San Raffaele, Mario Cal e la lettera-testamento contro il piano del Vaticano

San Raffaele (foto Lapresse)

ROMA – Salvare il San Raffaele con l’intervento del Vaticano: Mario Cal, il braccio destro di don Luigi Verzè al San Raffaele di Milano, non lo voleva. Lo aveva scritto in una lettera tre giorni prima di morire suicida nel suo ufficio, lo aveva detto a tutti i consiglieri di amministrazione del cda.

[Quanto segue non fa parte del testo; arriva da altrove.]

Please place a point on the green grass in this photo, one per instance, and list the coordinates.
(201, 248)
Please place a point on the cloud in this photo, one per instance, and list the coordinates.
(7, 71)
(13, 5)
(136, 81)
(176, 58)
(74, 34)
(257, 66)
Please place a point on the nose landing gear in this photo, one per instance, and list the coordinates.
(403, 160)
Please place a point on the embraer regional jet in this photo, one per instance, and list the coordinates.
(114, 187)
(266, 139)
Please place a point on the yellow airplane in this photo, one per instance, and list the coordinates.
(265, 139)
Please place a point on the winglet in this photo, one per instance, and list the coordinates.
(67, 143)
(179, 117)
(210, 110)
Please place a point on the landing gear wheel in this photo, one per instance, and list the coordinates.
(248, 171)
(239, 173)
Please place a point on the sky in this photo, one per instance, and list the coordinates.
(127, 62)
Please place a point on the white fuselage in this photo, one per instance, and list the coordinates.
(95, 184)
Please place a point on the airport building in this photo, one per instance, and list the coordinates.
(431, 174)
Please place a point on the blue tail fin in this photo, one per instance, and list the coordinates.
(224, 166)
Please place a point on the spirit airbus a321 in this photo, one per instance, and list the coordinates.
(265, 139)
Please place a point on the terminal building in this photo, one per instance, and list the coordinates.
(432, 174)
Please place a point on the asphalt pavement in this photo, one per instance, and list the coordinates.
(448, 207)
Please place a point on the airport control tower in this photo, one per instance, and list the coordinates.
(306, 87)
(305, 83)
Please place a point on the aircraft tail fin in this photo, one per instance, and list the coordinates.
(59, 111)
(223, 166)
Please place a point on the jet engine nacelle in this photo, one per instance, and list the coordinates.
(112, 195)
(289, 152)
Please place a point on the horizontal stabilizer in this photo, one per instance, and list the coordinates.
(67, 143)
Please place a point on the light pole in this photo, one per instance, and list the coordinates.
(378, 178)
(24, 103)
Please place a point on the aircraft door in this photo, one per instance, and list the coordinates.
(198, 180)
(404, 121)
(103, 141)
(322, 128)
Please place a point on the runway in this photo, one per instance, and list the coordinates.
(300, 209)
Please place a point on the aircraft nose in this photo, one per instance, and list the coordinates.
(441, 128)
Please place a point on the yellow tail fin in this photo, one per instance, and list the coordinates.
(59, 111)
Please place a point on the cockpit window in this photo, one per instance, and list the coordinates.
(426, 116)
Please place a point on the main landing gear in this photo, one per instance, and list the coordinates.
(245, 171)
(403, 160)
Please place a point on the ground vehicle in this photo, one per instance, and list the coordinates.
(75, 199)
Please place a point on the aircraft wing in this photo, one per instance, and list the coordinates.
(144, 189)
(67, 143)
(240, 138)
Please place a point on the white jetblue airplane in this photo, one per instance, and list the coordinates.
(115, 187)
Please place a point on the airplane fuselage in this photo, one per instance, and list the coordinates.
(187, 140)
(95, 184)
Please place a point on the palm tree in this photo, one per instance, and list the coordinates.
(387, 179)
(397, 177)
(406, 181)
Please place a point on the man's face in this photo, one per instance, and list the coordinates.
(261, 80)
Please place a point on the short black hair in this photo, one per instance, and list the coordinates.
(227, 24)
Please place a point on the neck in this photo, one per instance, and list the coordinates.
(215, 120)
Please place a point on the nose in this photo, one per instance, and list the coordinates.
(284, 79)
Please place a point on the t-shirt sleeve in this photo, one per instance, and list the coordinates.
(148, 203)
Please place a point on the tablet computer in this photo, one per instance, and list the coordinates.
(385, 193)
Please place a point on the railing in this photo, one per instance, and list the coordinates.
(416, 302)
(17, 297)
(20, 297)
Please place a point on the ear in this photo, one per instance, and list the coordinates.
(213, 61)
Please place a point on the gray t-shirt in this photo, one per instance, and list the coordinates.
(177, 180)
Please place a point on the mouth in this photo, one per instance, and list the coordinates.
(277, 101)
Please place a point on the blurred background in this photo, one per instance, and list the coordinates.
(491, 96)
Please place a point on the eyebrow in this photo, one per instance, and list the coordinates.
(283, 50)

Nelle parole di Cal c’era amarezza, probabilmente avrebbe preferito il salvataggio dell’imprenditore della sanità privata Giuseppe Rotelli all’entrata del Vaticano. “È una risposta alle accuse dei banchieri Carlo Salvatori e Ennio Doris che imputavano a lui e a don Verzé manovre sotterranee in contrasto con le decisioni del consiglio di amministrazione. Tramite la società di famiglia Velca, Rotelli era disposto a investire immediatamente 250 milioni di euro con la garanzia di fare fronte a tutti i pagamenti. Ma, alla fine, le scelte di don Verzé sono andate in altra direzione”, spiega il Corriere della Sera.

Intanto il tempo corre, ci sono meno di due mesi di tempo per risanare il San Raffaele. E’ l’ultimatum dato dal Tribunale fallimentare di Milano al gruppo ospedaliero nell’incontro a Palazzo di Giustizia tra l’ex ministro Giovanni Maria Flick, affiancato dall’avvocato Franco Gianni, il presidente della IV sezione, Filippo Lamanna e il pubblico ministero Luigi Orsi.

Un margine di tempo risicato per il gruppo fondato da don Verzè considerando che Flick aveva chiesto ai magistrati almeno tre mesi per fare gli accertamenti contabili sullo stato finanziario dell’ente e per predisporre un piano di salvataggio che si presume sia un concordato preventivo. Per rispettare la scadenza del giudice, fissata al 15 settembre, la persona più adatta sembrerebbe proprio Enrico Bondi, che potrebbe tornare a imboccare la strada che lo porterebbe a diventare commissario come ai tempi del crack Parmalat.

Secondo i magistrati il gruppo ha liquidità sufficiente per pagare i dipendenti, i fornitori e le altre passività correnti. Inoltre,alla nuova gestione del San Raffaele è stato chiesto di operare nella ”massima trasparenza” in termini di contabilità, valutazione delle attività compiute nel passato e nel presente e nella gestione delle garanzie di pagamento delle spese correnti, senza quindi aggravare la situazione finanziaria del gruppo. Su questo solco sembra inserirsi la presa di posizione della presidenza della Fondazione San Raffaele del Monte Tabor che dopo le indiscrezioni apparse sui quotidiani in serata smentisce “categoricamente e nettamente ogni supposizione, anzi illazione, sulla costituzione di conti neri all’estero nonché di contabilità parallele durante la passata gestione della Fondazione”. Infine, la Procura ritiene che i nuovi esponenti del Cda siano “giuridicamente precari” in quanto non è ancora stato cambiato lo statuto della Fondazione e Don Verzé, che la presiede, può in qualsiasi momento revocare il loro mandato.